Monday, May 25, 2009

Living In a Sound Bite World


Looks like North Korea has continued with their plan for unilateral insanity and it smells like Iran is not far behind. People are still dying in Iraq and Afghanistan. The economy is on the wagon for a while but who knows when it will take off on another bender. Swine flu is still spreading but we all got side tracked by the American Idol winner. And another kid committed suicide allegedly because he was being bullied. Gas prices are up slightly and Jay Leno will soon be prime time.

I say all that because it seems like we’re on course to compress more and more gravity into more and more sound bites (or video bites) with less and less impact to really change us from within. I mean really, if the media can flood us with enough rapid fire info streaming at 10mbps plus, is it even possible to soak in the depth of meaning behind any of it?
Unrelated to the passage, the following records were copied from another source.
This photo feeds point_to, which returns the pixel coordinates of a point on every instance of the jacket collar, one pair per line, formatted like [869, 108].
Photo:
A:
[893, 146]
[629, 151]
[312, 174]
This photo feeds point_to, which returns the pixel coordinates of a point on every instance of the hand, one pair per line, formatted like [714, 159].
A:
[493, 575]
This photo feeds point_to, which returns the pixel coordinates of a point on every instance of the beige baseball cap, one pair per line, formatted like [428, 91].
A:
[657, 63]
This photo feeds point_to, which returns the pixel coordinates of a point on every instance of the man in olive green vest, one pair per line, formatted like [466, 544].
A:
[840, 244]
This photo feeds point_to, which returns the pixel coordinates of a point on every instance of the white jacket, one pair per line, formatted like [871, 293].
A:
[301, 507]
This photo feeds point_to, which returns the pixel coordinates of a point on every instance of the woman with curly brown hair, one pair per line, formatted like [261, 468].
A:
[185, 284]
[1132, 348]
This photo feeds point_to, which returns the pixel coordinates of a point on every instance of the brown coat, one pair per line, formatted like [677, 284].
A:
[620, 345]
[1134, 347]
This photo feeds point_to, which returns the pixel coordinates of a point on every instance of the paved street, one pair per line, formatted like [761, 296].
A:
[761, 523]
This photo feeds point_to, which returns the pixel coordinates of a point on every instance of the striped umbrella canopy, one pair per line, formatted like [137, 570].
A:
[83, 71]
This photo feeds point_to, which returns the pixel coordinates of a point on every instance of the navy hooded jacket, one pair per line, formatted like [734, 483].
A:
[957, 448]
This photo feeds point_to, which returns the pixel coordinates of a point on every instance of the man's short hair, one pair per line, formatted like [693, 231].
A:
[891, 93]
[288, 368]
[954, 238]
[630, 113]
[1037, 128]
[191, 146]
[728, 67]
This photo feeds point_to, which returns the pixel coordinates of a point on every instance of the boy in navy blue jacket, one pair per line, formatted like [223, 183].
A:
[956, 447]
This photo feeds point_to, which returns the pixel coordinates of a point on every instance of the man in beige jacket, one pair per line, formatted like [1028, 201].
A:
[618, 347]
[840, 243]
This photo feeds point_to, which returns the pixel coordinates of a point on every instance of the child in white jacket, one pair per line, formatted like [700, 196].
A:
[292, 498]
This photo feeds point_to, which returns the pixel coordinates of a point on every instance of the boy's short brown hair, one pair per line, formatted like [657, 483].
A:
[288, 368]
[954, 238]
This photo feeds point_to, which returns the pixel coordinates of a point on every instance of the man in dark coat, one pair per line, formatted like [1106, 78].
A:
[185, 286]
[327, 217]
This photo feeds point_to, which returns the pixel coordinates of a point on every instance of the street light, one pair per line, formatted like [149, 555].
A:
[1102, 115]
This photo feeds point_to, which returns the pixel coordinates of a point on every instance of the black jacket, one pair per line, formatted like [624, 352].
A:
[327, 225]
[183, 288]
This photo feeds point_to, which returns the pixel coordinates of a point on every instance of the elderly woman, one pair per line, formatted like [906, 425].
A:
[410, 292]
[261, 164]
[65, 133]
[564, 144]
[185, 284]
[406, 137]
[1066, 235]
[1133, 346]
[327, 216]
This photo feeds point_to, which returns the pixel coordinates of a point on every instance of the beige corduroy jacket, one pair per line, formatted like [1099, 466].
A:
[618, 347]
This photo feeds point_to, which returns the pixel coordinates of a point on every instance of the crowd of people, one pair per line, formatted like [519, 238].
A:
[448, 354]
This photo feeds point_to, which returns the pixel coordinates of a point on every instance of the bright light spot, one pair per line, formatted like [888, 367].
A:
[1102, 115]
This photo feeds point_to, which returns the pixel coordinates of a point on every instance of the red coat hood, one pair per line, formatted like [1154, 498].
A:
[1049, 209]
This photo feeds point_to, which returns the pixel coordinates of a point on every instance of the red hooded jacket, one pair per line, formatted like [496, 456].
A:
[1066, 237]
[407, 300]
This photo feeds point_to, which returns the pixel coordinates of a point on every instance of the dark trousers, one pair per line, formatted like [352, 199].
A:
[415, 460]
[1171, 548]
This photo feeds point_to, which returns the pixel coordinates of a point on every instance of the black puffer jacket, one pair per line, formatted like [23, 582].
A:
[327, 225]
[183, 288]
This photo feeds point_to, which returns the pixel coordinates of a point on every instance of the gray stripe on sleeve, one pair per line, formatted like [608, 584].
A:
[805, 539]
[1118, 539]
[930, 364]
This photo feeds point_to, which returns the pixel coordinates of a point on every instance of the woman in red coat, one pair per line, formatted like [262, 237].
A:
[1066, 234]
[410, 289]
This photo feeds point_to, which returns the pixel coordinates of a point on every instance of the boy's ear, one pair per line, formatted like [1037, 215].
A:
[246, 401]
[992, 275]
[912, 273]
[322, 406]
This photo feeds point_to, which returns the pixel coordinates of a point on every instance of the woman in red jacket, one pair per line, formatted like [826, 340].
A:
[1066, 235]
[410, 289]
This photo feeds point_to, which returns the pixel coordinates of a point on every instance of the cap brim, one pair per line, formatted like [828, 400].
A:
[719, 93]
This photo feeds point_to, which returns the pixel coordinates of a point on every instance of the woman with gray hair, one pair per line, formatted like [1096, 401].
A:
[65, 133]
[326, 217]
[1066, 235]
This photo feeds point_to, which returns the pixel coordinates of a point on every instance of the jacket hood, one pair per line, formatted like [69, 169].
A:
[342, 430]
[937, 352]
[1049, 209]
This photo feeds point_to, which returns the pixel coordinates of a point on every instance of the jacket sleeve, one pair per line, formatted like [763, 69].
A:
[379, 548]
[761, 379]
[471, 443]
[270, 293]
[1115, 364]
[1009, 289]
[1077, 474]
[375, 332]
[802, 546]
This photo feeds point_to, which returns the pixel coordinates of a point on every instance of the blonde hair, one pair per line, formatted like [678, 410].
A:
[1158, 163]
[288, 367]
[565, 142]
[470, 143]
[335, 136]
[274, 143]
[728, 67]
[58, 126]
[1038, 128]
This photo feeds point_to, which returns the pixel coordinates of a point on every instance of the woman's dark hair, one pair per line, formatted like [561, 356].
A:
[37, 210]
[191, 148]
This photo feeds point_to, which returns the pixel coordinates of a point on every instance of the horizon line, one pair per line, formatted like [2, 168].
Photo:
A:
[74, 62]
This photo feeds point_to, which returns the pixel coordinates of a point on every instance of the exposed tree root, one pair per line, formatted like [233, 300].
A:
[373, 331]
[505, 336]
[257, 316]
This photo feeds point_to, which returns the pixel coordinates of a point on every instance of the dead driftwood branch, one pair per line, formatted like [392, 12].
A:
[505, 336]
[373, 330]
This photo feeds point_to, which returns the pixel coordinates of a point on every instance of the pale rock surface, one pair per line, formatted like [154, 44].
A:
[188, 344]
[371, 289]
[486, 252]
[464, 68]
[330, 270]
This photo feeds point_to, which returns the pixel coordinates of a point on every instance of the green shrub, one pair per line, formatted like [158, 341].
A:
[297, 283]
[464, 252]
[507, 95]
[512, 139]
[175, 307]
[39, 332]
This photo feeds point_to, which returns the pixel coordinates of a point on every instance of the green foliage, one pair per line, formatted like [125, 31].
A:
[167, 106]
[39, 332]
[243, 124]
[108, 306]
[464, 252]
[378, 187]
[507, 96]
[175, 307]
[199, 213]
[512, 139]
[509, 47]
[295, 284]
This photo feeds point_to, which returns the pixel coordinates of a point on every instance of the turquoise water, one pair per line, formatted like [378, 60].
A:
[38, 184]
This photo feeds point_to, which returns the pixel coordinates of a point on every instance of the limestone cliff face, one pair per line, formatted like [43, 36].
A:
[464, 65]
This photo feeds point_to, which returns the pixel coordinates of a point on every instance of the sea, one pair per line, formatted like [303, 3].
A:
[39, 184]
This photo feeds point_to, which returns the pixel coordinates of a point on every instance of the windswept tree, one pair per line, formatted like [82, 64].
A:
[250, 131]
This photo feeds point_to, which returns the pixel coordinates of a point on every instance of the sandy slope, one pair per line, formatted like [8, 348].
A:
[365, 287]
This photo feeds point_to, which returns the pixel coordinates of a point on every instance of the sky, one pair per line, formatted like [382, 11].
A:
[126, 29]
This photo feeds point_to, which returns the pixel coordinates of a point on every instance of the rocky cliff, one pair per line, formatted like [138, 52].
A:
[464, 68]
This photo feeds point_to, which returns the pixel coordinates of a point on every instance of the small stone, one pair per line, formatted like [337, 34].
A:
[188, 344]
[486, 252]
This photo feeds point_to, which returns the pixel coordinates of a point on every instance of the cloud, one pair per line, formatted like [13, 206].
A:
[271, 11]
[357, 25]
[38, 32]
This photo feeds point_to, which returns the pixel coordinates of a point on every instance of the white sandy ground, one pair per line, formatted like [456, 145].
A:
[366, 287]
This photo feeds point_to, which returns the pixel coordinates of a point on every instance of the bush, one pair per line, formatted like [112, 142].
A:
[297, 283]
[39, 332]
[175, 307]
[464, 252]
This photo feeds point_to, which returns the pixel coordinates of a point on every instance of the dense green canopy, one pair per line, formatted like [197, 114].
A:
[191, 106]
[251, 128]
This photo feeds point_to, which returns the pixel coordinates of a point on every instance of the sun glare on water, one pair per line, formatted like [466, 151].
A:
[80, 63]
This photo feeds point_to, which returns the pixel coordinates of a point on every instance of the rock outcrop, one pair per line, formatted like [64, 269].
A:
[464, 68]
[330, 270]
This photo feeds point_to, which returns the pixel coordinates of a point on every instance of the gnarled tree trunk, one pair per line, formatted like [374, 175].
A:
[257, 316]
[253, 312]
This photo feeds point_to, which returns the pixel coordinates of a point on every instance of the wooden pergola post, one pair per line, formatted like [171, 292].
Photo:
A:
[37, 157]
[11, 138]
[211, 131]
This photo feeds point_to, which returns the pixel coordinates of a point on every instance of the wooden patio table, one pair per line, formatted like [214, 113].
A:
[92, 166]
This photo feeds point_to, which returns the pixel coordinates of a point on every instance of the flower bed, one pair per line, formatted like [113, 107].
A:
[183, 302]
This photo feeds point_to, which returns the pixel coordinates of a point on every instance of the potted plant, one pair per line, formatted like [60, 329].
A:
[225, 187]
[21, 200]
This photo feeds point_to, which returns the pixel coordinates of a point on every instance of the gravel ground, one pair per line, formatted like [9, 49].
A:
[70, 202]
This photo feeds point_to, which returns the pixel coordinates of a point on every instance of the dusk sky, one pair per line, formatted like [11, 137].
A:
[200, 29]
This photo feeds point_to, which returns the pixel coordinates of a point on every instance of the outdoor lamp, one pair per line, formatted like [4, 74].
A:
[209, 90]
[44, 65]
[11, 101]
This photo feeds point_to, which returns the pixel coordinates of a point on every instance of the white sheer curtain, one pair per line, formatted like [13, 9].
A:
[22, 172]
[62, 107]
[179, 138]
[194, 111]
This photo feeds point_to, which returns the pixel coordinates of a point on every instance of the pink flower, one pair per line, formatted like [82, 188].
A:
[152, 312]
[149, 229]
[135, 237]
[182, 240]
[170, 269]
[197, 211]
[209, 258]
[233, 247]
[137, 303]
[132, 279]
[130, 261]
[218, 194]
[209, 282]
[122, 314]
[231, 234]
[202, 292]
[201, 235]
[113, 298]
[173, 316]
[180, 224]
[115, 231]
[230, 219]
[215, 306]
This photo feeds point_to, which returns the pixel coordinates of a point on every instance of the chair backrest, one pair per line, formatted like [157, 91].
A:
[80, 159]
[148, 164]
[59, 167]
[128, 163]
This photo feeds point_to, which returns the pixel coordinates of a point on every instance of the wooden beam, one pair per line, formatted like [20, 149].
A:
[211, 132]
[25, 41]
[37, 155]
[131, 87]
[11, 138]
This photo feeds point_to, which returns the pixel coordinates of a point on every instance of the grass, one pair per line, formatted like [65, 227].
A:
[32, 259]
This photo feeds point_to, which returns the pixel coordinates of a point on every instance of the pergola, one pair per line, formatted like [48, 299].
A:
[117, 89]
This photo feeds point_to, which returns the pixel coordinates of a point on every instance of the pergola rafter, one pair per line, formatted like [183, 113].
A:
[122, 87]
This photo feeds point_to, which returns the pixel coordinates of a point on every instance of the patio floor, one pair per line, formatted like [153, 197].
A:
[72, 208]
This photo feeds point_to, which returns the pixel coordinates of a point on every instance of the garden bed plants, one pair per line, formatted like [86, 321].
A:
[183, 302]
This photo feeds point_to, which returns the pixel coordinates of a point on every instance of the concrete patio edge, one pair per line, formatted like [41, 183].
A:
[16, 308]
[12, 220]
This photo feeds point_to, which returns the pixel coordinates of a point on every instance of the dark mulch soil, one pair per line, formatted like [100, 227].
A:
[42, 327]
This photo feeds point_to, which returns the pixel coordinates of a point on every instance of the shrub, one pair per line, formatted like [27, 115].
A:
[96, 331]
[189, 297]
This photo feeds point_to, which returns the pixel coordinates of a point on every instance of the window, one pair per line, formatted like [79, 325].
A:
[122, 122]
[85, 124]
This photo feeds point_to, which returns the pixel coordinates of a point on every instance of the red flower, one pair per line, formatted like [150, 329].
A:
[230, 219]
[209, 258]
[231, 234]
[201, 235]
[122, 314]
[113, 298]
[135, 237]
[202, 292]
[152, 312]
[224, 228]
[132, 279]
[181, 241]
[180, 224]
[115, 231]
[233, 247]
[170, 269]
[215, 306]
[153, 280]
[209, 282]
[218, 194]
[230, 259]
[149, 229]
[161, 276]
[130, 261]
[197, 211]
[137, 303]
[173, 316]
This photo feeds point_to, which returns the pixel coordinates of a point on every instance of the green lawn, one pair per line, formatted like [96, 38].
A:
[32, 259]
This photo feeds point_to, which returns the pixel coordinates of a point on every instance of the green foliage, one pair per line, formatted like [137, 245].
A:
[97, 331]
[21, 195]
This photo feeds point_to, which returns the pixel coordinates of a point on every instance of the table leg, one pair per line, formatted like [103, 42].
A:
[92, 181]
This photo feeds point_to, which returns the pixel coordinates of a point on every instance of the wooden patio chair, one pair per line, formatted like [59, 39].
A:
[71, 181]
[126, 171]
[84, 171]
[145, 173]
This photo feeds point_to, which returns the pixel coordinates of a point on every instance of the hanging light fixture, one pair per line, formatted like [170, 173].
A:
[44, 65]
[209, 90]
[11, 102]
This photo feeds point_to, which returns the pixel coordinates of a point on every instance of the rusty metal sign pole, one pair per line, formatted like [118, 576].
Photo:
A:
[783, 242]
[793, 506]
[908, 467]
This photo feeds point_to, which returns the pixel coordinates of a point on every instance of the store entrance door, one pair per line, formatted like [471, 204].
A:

When you compress gravity so much, doesn't it turn into a black-hole?

For that matter, even as I type these words my son and a friend are in the family room playing xbox360 at thumb-eye-and-brain speeds that even Evelyn Wood could have never imagined possible. But are they better off for it?

With attention spans shrinking year after year and the gravity of global events getting greater and greater, will the next generation even have time to ponder things like the long term effects of battery powered cars or nuclear weapons small enough to make it into the class room some day?

If all we are is a culture that is texting and sound biting, is there any hope for real relationships and contemplation over the bigger things in life? I wonder?

The days of people getting one or two bits of information regarding a topic and then allowing that info to percolate and assimilate into minds that were taught to think and process with wisdom and foresight may all but be over.

The Value of Stopping

My final thought for the moment, before I fire up the grill is this. Since many parents have ceased using the word “no” or “stop” when they communicate with their little ones, and anything goes and very often does. My concern is a generation that has no understanding of the value of stopping. Go, go, go seems to be the mantra for all too many families today.

Will there be anyone left who simply stops and takes time to listen, to smell, to observe, to wait, to be quiet, to think, to rest? I could go on but I won’t.

Let me close with this. Stop. Rest. Think. Listen. And by all means try not to live on sound bites and Red Bull. Remember man does not live on bread alone, but on EVERY WORD that is vital to life. Not just the blur of ones and zeros that fly through the air as we carelessly go about life. Remember that every word matters. Every event matters. Every person matters. Every second matters.